Как думаете, чем вы привлекли мирового зрителя? Есть ли у российского хоррора своя «фишка», своя проблематика и образная система? Скажем, в современных американских фильмах ужасов («Прочь» или «Человек-невидимка») страх — это проекция актуальных социальных конфликтов...
У нашего зрителя немножко другое восприятие этого жанра: русский хоррор живёт мистикой, потусторонним. И, кстати, это очень близко зрителям из Латинской Америки, поэтому наши фильмы там хорошо идут.

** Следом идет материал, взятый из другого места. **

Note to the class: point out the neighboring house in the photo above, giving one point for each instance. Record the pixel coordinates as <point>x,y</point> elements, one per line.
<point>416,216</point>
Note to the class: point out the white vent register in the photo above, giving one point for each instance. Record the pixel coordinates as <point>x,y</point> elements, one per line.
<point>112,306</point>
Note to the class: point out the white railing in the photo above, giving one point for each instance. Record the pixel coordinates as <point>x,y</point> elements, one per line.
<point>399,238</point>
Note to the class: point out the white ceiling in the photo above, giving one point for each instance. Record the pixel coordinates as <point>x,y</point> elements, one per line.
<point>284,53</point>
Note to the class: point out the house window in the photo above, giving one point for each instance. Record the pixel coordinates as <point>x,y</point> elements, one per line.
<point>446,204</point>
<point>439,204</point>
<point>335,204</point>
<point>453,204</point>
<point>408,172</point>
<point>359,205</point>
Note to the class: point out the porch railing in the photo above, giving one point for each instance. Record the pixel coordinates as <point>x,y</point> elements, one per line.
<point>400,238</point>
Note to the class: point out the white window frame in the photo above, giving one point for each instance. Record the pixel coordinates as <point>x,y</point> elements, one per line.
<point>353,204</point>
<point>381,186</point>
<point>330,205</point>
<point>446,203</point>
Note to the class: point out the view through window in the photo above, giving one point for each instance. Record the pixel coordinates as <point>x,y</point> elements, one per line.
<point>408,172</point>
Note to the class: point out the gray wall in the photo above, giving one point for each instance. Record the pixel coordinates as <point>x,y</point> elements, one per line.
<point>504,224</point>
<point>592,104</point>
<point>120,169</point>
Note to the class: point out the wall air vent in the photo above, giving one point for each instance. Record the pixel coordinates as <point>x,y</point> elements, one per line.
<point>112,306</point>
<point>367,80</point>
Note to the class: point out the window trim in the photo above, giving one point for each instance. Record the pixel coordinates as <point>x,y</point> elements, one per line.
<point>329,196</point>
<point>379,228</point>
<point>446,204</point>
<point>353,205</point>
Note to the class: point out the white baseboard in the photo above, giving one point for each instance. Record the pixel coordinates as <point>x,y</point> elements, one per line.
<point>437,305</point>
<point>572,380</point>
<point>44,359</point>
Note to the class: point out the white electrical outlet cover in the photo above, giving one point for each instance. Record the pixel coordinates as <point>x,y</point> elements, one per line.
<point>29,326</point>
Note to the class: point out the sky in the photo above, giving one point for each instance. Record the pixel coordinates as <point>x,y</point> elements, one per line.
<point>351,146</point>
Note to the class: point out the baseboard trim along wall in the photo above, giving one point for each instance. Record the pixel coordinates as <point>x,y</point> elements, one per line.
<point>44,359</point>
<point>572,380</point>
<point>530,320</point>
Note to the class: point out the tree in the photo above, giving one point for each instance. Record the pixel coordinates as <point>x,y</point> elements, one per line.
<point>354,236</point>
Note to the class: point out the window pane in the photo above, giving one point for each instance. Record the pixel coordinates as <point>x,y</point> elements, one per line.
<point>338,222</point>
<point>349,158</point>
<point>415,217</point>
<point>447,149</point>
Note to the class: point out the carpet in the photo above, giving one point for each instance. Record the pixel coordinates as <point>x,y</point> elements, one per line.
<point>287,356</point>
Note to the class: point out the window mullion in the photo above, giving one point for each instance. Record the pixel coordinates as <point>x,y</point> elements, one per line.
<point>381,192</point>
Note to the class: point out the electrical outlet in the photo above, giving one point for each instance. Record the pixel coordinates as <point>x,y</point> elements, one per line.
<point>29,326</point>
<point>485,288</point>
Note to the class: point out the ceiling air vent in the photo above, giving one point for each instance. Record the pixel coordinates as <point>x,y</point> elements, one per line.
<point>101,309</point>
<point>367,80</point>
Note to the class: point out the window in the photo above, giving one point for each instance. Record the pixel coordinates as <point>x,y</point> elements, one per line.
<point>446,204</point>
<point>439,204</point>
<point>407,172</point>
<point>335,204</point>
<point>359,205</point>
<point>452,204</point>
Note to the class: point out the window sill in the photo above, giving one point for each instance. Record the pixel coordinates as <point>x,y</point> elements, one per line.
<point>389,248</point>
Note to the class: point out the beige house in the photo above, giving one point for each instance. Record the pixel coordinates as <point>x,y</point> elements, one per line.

А тот же «Прочь» — скорее триллер, с минимальными вкраплениями мистики. Мне кажется, в Америке этому фильму улыбнулась удача, потому что он оказался в нужном месте в нужное время: это был как раз тот период, когда в США были расовые волнения, президент Трамп и очередной виток противостояния белых и чёрных. Разумеется, на этой почве фильм прекрасно сыграл. Но если на родине «Прочь» собрал огромные деньги, то в России он прошёл, условно говоря, на уровне нашей «Пиковой дамы 2».
Разумеется, снять историю, которая затронула бы такие струны в душе нашего зрителя, что связаны с днём сегодняшним — это высший пилотаж. Мне бы очень хотелось либо самому когда-нибудь сделать такой фильм, либо увидеть, как этого добился кто-то другой.
Напоследок, если позволите, личный вопрос. Чего боитесь вы сами?
Хм, это хороший вопрос... С одной стороны, я настолько глубоко в этом жанре нахожусь, что спокойно смотрю фильмы ужасов перед сном и засыпаю, как младенец. С другой стороны, у меня есть определённые фобии, как и у любого человека. И работа с жанром хоррора — это для меня в какой-то мере работа с собственными страхами, такая аутопсихотерапия.
В детстве я совершенно панически боялся темноты. Однажды, когда мне было лет семь, старшая сестра толкнула меня в тёмную комнату и заперла дверь — я чуть с ума не сошёл от страха! (смеётся) Сейчас я скорее боюсь не паранормальных явлений, а обычных, реальных людей. Кто знает, чего от них можно ждать?